La seule véritable difficulté, quant à la gestion des
monnaies des Etats membres n'appartenant pas à la zone euro,
réside, selon lui, dans la gestion
" politico-médiatique " de la période qui les
sépare de l'entrée dans la zone euro. Il convient, rappelle-t-il,
d'éviter de mettre les Gouvernements devant le fait accompli et
d'élaborer des solutions susceptibles de faire l'objet d'un consensus,
à la fois au sein des Etats membres concernés et au sein de
l'opinion publique européenne.
Après avoir rappelé que le Royaume-Uni était appelé
à renouveler la Chambre des communes, au plus tard le
1
er
mai prochain,
M. Xavier de Villepin
demande au Commissaire européen son sentiment quant à
l'évolution de la position du parti travailliste vis-à-vis de
l'euro.
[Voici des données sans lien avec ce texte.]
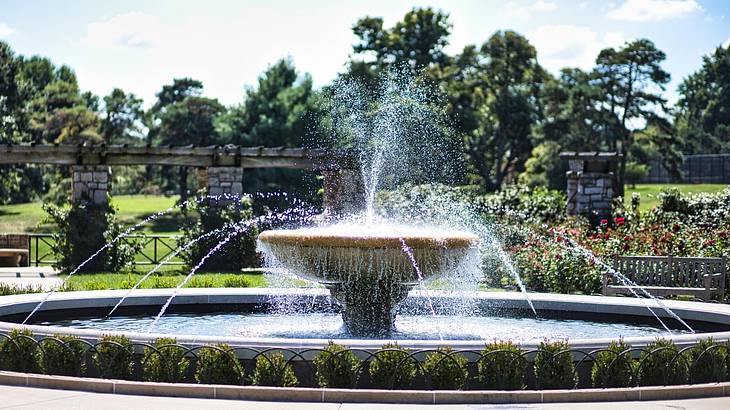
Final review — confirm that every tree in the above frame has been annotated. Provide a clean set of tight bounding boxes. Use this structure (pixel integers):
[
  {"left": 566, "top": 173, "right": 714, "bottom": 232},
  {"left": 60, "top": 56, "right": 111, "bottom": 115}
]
[
  {"left": 674, "top": 45, "right": 730, "bottom": 154},
  {"left": 159, "top": 96, "right": 220, "bottom": 201},
  {"left": 594, "top": 39, "right": 670, "bottom": 196},
  {"left": 101, "top": 88, "right": 144, "bottom": 144}
]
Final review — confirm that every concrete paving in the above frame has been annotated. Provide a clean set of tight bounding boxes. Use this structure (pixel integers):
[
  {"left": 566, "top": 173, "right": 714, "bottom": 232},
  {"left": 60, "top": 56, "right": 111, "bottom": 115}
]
[{"left": 0, "top": 386, "right": 730, "bottom": 410}]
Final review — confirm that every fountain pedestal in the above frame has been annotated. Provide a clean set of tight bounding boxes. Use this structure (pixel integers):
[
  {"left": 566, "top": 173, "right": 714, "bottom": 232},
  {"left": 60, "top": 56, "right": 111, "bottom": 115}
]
[{"left": 258, "top": 225, "right": 478, "bottom": 337}]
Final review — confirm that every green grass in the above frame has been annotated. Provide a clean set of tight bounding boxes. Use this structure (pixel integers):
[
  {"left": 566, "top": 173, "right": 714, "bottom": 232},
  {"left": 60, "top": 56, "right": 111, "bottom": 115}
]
[
  {"left": 624, "top": 184, "right": 728, "bottom": 211},
  {"left": 0, "top": 195, "right": 182, "bottom": 234}
]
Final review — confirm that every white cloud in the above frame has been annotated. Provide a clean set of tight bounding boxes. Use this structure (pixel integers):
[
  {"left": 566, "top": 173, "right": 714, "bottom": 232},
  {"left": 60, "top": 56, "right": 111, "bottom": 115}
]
[
  {"left": 527, "top": 24, "right": 625, "bottom": 73},
  {"left": 500, "top": 0, "right": 558, "bottom": 20},
  {"left": 608, "top": 0, "right": 702, "bottom": 21},
  {"left": 0, "top": 22, "right": 15, "bottom": 38}
]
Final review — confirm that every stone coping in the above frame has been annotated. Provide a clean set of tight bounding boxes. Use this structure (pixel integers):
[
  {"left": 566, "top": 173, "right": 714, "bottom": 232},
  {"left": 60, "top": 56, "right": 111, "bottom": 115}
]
[
  {"left": 0, "top": 288, "right": 730, "bottom": 351},
  {"left": 0, "top": 371, "right": 730, "bottom": 404}
]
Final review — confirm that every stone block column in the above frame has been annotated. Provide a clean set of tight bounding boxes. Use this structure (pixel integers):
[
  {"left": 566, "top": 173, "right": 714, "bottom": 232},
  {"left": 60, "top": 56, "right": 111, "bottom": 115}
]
[
  {"left": 198, "top": 167, "right": 243, "bottom": 206},
  {"left": 71, "top": 165, "right": 111, "bottom": 205},
  {"left": 322, "top": 169, "right": 365, "bottom": 216}
]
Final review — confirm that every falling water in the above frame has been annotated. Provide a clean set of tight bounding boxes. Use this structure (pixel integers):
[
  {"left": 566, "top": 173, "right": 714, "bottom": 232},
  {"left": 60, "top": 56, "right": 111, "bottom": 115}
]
[
  {"left": 563, "top": 236, "right": 695, "bottom": 334},
  {"left": 398, "top": 238, "right": 444, "bottom": 340}
]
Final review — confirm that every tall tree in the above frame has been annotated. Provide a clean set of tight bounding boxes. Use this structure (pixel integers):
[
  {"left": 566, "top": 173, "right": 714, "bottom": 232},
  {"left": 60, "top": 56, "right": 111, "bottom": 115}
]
[
  {"left": 101, "top": 88, "right": 144, "bottom": 144},
  {"left": 594, "top": 39, "right": 670, "bottom": 196},
  {"left": 675, "top": 44, "right": 730, "bottom": 154}
]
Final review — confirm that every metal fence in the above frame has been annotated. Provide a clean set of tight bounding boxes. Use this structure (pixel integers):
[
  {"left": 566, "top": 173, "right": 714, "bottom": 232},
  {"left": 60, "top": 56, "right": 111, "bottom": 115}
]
[
  {"left": 641, "top": 154, "right": 730, "bottom": 184},
  {"left": 0, "top": 333, "right": 730, "bottom": 390},
  {"left": 28, "top": 233, "right": 183, "bottom": 266}
]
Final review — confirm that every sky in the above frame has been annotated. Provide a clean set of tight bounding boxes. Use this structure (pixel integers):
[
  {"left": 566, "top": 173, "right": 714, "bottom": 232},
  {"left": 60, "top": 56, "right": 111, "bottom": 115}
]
[{"left": 0, "top": 0, "right": 730, "bottom": 106}]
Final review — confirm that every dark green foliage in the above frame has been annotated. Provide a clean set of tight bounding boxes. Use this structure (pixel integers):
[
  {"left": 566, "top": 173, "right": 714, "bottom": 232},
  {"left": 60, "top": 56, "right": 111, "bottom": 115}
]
[
  {"left": 477, "top": 341, "right": 527, "bottom": 390},
  {"left": 92, "top": 335, "right": 134, "bottom": 380},
  {"left": 142, "top": 338, "right": 190, "bottom": 383},
  {"left": 0, "top": 329, "right": 40, "bottom": 373},
  {"left": 43, "top": 204, "right": 141, "bottom": 272},
  {"left": 368, "top": 343, "right": 418, "bottom": 389},
  {"left": 637, "top": 339, "right": 688, "bottom": 386},
  {"left": 40, "top": 335, "right": 86, "bottom": 376},
  {"left": 533, "top": 340, "right": 578, "bottom": 390},
  {"left": 686, "top": 337, "right": 727, "bottom": 384},
  {"left": 314, "top": 341, "right": 362, "bottom": 388},
  {"left": 251, "top": 352, "right": 299, "bottom": 387},
  {"left": 591, "top": 339, "right": 635, "bottom": 387},
  {"left": 195, "top": 344, "right": 243, "bottom": 385},
  {"left": 423, "top": 346, "right": 469, "bottom": 390},
  {"left": 178, "top": 198, "right": 261, "bottom": 272}
]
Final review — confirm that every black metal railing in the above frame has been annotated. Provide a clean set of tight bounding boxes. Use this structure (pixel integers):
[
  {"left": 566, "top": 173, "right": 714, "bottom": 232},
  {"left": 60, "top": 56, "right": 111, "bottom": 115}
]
[{"left": 28, "top": 233, "right": 183, "bottom": 267}]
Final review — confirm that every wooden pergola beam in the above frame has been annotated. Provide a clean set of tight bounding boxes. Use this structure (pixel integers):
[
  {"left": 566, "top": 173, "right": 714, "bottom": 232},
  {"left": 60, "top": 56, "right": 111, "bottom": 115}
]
[{"left": 0, "top": 144, "right": 357, "bottom": 170}]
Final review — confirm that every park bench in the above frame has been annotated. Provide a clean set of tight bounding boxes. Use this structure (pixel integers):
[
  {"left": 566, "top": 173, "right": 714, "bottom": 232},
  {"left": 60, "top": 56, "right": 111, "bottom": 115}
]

Il rappelle, à cet égard, que, si le parti conservateur
n'est pas favorable à la monnaie unique, le parti travailliste, en
revanche, semble plus prudent et que sa position risquait d'évoluer en
fonction des pressions exercées par la City.
Abordant la question des efforts déployés par les pays du sud de
l'Europe pour respecter les critères de convergence, il fait observer
que l'Italie, en dépit de réels efforts, n'était pas
parvenue à résorber une dette publique qui s'élève
désormais à 1 300 milliards de dollars, et
représente ainsi la troisième dette au monde après les
Etats-Unis et le Japon. Autant dire qu'avec une dette de près de
125 % du PIB, l'Italie est très loin de respecter le critère
relatif à la dette publique, qui ne doit pas dépasser 60 %
du PIB.
Compte tenu de cette difficulté, M. Xavier de Villepin s'interroge,
d'une part, sur les critères utilisés par Eurostat pour inclure
la dette des chemins de fer italiens dans la dette publique italienne et
souhaite savoir si cette décision aura des répercussions, en
France, sur la prise en compte éventuelle de la dette de la SNCF au sein
de la dette publique. Faisant observer qu'une fois l'Italie entrée dans
la zone euro, sa dette serait libellée en euro, il s'est
inquiété des conséquences d'une telle situation sur la
crédibilité de la monnaie unique.
S'agissant de la position du Royaume-Uni
, M. Yves-Thibault
de Silguy
souligne l'intensité des débats politiques
relatifs à l'entrée dans la monnaie unique. Il précise que
ces débats se focalisent sur une question essentielle : la perte de
la souveraineté britannique.
Il indique comment le Gouvernement actuel présente sa stratégie
vis-à-vis de l'euro, dans une situation où les trois quarts des
conservateurs ne sont pas favorables à la monnaie unique. Le
Gouvernement britannique considère que, soit l'euro ne pourra pas voir
le jour le 1
er
janvier 1999, parce que les Etats membres ne
respecteront pas les critères, soit l'euro verra le jour en raison d'une
interprétation souple de ces critères, ce qui fragilisera la zone
euro et conduira,
de facto
, le Royaume-Uni à refuser d'en
faire partie.
Toutefois, il fait état des facteurs susceptibles d'influencer la
position du Gouvernement britannique au pouvoir lors de la mise en place de
l'euro. Rappelant que la City représente désormais 20 % du
PIB anglais, il souligne que la position adoptée par la City
vis-à-vis de l'euro risque de peser largement sur l'attitude du
Gouvernement. Certes, actuellement, aucun indice ne permet de préjuger
de la position de la City, mais celle-ci s'investit largement, du point de vue
technique, dans le projet euro, au point qu'une bonne part de l'apport
technique sur les conditions et les conséquences de l'introduction de
l'euro, notamment en matière de sécurité juridique des
contrats, est venue de Grande-Bretagne. Le Commissaire européen fait
remarquer que deux questions suscitaient un intérêt majeur de la
part de la City et pouvaient convaincre le marché financier anglais du
caractère inéluctable de l'euro. Il fait observer, en effet, que
la City semblait s'intéresser au système Target, autrement dit,
aux modalités de refinancement en euro des banques par la future banque
centrale européenne. Il est généralement admis que seules
les banques établies dans des Etats membres de la zone euro pourront
bénéficier de refinancement en euro, et que celles ne relevant
pas de la zone euro devront verser une contribution financière pour
bénéficier de ce système. Il précise que la City ne
voit pas d'un très bon oeil une telle contrainte. Il estime, par
ailleurs, que la City refuserait de rester à l'écart du mouvement
de concentration bancaire que devrait vraisemblablement engendrer l'euro.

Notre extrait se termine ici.